Member of the House of Burgesses from Stafford County
- In office 1736–1742 Serving with John Peyton
- Preceded by: John Fitzhugh
- Succeeded by: James Waugh

Personal details
- Born: January 15, 1706 "Eagle's Nest", Stafford County, Virginia, British America
- Died: December 16, 1742 (aged 36) "Eagle's Nest", King George County, Virginia, British America
- Spouse: Lucy Carter
- Alma mater: Christ Church, Oxford University

= Henry Fitzhugh (burgess) =

Henry Fitzhugh (January 15, 1706 – December 6, 1742) was an American planter and soldier who served two terms in the House of Burgesses representing then-vast Stafford County and was an unsuccessful candidate for Speaker.

==Early and family life==

Coat of arms of William Fitzhugh

The only son of William Fitzhugh of "Eagles' Nest" was born in what was then Stafford County (but became King George County, Virginia) and was a member of the First Families of Virginia. His grandfather, William Fitzhugh had acquired large estates in Virginia, operated them using indentured and enslaved labor, then divided them among his five sons. Young Henry was sent to England to be educated at Christ Church, Oxford University.
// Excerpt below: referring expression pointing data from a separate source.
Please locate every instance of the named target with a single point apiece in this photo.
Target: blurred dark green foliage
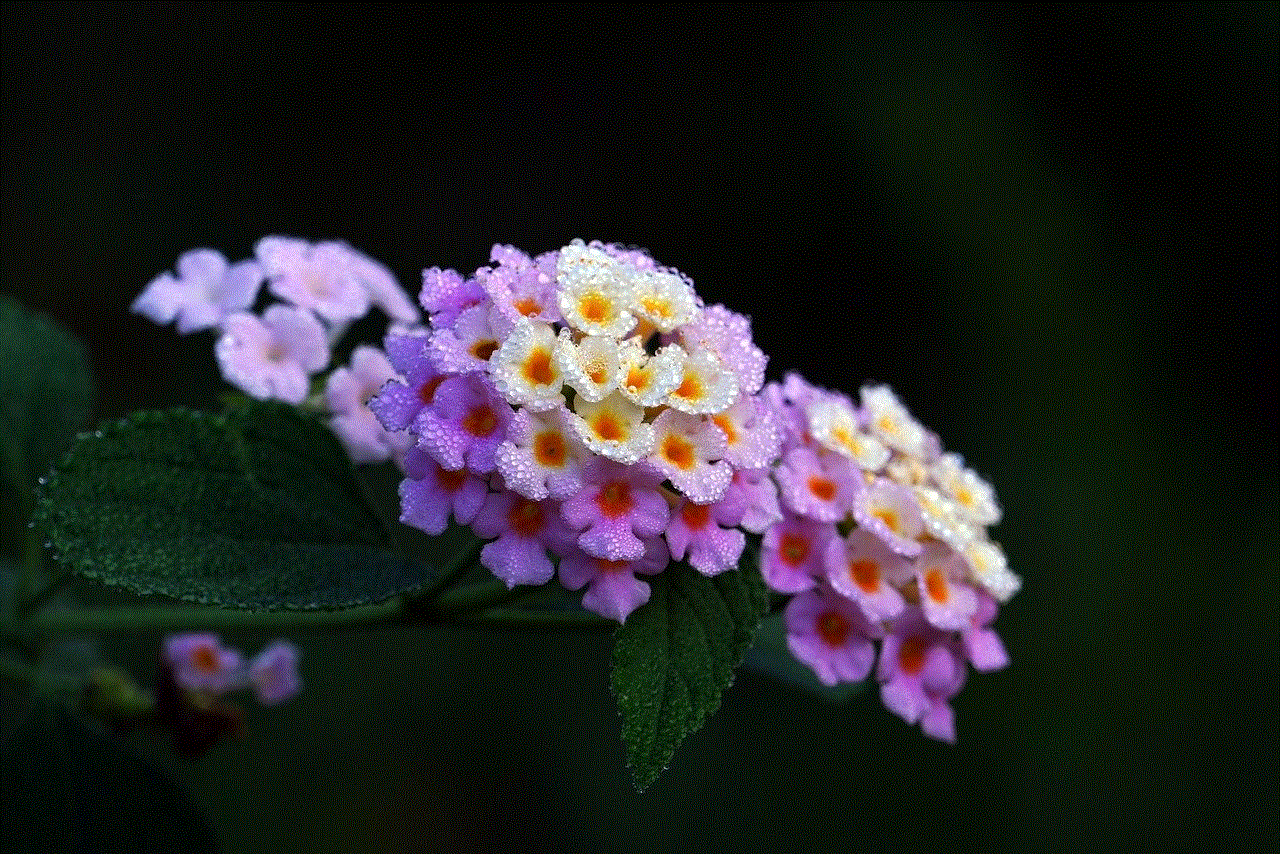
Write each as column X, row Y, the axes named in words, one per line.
column 1051, row 229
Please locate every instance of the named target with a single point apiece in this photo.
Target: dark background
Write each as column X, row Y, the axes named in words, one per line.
column 1051, row 229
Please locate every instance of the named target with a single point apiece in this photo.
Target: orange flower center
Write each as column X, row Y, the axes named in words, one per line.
column 865, row 574
column 428, row 392
column 794, row 549
column 525, row 517
column 832, row 628
column 615, row 498
column 723, row 423
column 483, row 348
column 549, row 448
column 695, row 515
column 449, row 480
column 824, row 488
column 638, row 380
column 891, row 519
column 538, row 368
column 594, row 307
column 679, row 451
column 608, row 428
column 480, row 421
column 910, row 654
column 690, row 389
column 936, row 585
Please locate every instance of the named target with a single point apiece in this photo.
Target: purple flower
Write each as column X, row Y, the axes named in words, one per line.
column 792, row 553
column 274, row 672
column 540, row 456
column 752, row 432
column 891, row 511
column 347, row 397
column 430, row 493
column 525, row 530
column 818, row 488
column 465, row 424
column 688, row 450
column 860, row 567
column 707, row 534
column 467, row 343
column 398, row 405
column 201, row 663
column 204, row 292
column 613, row 590
column 446, row 295
column 830, row 634
column 920, row 668
column 757, row 494
column 947, row 601
column 616, row 510
column 273, row 356
column 982, row 644
column 324, row 278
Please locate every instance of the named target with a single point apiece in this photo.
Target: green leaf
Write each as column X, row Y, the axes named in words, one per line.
column 769, row 654
column 48, row 393
column 69, row 788
column 255, row 508
column 675, row 656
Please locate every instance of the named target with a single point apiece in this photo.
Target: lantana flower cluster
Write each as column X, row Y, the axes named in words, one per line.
column 583, row 403
column 204, row 666
column 883, row 539
column 321, row 288
column 592, row 418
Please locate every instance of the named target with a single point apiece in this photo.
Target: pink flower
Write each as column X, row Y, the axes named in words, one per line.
column 464, row 424
column 818, row 488
column 920, row 668
column 830, row 634
column 204, row 292
column 274, row 672
column 707, row 534
column 525, row 530
column 446, row 295
column 616, row 510
column 613, row 590
column 347, row 396
column 982, row 645
column 201, row 663
column 792, row 553
column 397, row 405
column 430, row 493
column 860, row 567
column 273, row 356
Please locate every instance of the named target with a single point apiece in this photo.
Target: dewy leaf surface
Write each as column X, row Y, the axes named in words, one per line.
column 255, row 508
column 676, row 654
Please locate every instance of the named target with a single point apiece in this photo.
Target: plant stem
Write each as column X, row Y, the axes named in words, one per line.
column 108, row 620
column 452, row 572
column 516, row 619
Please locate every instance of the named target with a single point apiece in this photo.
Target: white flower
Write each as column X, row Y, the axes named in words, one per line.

After returning to the Virginia colony, this Henry Fitzhugh married Lucy Carter (1715-1763), daughter of "King Carter" of Corotoman plantation and the largest landowner in Virginia of his day, and second wife Elizabeth "Betty" Landon. Henry and Lucy Fitzhugh were the parents of William Fitzhugh and other children.

==Career==

Like other members of his family, Henry Fitzhugh operated large plantations acquired by his father and by using indentured and enslaved labor. When Stafford County reorganized and King George County, Virginia was created, most would be in King George County, Virginia.

Stafford County voters elected Fitzhugh as one of their representatives in the House of Burgesses in 1736, and he won re-election in 1742, although he died during that legislative term. He succeeded his cousin Major John Fitzhugh, who died in 1733, and served alongside fellow planter John Peyton. Planter John Hedgman succeeded to the seat following Fitzhugh's death. Henry Fitzhugh also served as lieutenant colonel of the Stafford County militia and unsuccessfully campaigned to become speaker of the House of Burgesses.